Ayudan a una organización a definir y medir el progreso hacia las
metas organizacionales. Una vez que una organización ha analizado su
misión, identifica todos sus grupos de interés, y define sus metas,
necesita una manera de medir el progreso hacia esas metas. Se hace
uso de mediciones cuantificables, acordado de antemano, que reflejan
los factores críticos de éxito. Serán diferentes dependiendo de la
organización. Una empresa puede tener como uno de sus indicadores
clave de gestión el porcentaje de sus ingresos que proviene de
clientes que regresan. Un Departamento de Atención puede tener como
uno de sus indicadores clave de gestión, de acuerdo con la compañía
global, porcentaje de llamadas de los clientes atendidos en el primer
minuto. Un indicador clave de gestión para una organización de
servicio social podría ser el número de clientes atendidos durante
el año. Deben reflejar los objetivos de la organización, deben ser
la clave para su éxito, y deben ser cuantificables (medibles).
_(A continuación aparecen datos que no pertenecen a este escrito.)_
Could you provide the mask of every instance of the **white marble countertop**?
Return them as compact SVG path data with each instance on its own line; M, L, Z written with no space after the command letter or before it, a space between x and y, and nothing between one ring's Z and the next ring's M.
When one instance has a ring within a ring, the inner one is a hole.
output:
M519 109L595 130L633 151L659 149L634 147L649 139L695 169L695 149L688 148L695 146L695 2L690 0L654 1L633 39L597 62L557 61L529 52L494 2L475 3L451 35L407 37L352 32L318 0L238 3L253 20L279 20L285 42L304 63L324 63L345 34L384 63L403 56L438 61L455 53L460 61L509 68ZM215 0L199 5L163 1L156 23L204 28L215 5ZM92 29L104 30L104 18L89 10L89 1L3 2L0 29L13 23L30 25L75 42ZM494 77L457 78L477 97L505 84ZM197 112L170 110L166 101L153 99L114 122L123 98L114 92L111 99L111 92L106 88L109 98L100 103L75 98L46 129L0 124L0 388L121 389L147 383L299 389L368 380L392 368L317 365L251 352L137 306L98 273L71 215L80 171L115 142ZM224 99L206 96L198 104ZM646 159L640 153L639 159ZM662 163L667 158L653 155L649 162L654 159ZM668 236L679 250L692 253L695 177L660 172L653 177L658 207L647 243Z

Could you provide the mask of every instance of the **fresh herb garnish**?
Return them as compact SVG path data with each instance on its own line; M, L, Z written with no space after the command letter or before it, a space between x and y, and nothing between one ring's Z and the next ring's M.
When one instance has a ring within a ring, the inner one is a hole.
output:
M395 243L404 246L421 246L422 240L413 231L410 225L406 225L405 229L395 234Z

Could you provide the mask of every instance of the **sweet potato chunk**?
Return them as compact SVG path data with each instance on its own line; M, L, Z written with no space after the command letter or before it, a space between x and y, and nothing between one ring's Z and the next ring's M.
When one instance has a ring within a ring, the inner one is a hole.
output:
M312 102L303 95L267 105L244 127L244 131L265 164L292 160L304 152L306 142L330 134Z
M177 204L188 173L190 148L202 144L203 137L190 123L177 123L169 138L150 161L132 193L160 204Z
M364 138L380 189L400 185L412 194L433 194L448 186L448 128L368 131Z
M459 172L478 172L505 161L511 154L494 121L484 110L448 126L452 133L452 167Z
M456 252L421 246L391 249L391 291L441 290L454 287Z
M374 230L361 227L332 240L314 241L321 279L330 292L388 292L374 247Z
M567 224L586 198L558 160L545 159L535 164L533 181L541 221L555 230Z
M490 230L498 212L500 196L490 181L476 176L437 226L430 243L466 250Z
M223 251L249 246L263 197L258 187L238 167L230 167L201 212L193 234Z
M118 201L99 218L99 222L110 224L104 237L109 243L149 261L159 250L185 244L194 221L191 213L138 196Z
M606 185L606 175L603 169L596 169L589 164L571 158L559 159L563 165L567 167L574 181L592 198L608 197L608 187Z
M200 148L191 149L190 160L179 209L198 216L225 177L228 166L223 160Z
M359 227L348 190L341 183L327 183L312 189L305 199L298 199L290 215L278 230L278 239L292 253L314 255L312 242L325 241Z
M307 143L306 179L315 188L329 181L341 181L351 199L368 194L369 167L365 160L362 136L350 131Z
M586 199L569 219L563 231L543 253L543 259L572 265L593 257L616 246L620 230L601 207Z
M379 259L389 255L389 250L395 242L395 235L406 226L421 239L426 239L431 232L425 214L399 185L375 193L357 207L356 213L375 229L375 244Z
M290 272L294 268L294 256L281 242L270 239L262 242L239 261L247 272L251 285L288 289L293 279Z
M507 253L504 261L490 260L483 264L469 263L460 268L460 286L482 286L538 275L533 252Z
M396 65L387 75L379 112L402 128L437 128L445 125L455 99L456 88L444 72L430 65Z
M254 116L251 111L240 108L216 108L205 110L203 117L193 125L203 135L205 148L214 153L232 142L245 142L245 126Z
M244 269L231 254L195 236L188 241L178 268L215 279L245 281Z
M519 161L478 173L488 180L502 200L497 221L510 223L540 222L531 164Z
Por
lo general son las consideraciones a largo plazo basados en las
decisiones tomadas por quienes dirigen la empresa.
Reflejan los Objetivos Organizacionales
Una organización que tiene como uno de sus objetivos ser la empresa
más rentable de su industria tendrá indicadores clave de gestión
que miden medidas fiscales relacionadas al lucro. "Resultado
antes de impuestos" y "Fondos Propios" estarán entre
ellos dando a conocer si la gestión fue exitosa de acuerdo a un
capital inicial y un capital final.
Son Cuantificables
Si un indicador clave de gestión va a ser de algún valor, debe
haber una manera de definirlo con precisión y medirlo. "Generar
Más Clientes Frecuentes" es inútil sin alguna forma de
distinguir entre los nuevos y los clientes asiduos. "Ser la
empresa más popular" no va a funcionar porque no hay forma de
medir la popularidad de la empresa o compararla con otras. También
es importante definir los indicadores clave de gestión y quedarse
con la misma definición de año en año.